A Sort of Joy — Medium The Museum of Modern Art is full of tombstones. You’ve may have cropped one out of an Instagram photo…
The Museum of Modern Art is full of tombstones. You’ve may have cropped one out of an Instagram photo lately — they’re the small white signs that list the artwork’s vital statistics: title, artist, date, medium and provenance. Last week, MoMA quietly released their collections database, a vast graveyard full of tombstones, as a GitHub repository. Slightly more than 120,000 artworks are included in the .CSV release, all tightly arranged in rows and columns. […]
It’s 1:32pm. A woman in a black dress leans against the edge of a doorway between rooms in MoMA’s second floor galleries. Swatches of rotating light and the ting-tang of a Gamelan orchestra from the installation behind her bleed past her, out into the room that she’s facing.
“Fuck Off,” she mutters.
A few faces in the crowd turn towards her, but most either didn’t hear, or pretended that they didn’t hear. The woman continues, undeterred.
“Where’s My Fucking Peanut?”
“Shut The Fuck Up.”
“I Shit Crystals for you, David.”
Despite this impressive string of obscenity, the the gallery goers’ attention is mostly directed towards the middle of the room, where a group of five people who have just burst into song.
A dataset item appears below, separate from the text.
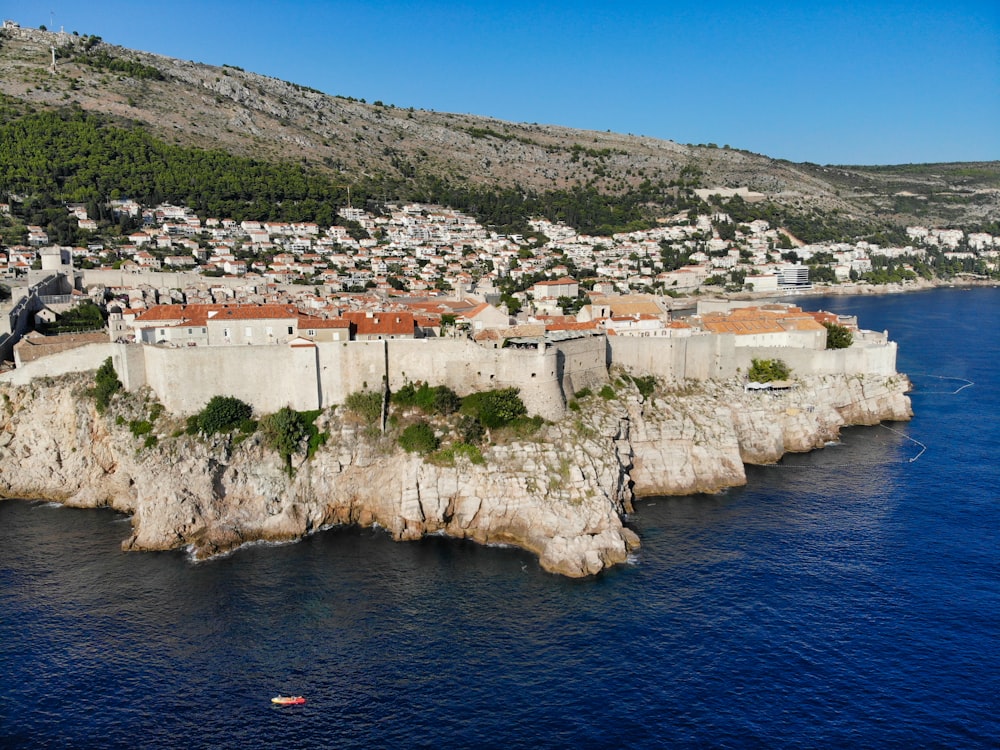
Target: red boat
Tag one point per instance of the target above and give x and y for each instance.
(288, 700)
Over the next forty minutes, this group of six performers will speak (and sing) in a strange language — every word they say will be taken verbatim from the collections database. And yet it will not come off as if they are listing a litany of titles; instead they will engage in complex patterns of call & response, performing a combination of carefully choreographed exchanges and loosely-defined scenes, often balanced at the edge of chaos and absurdity.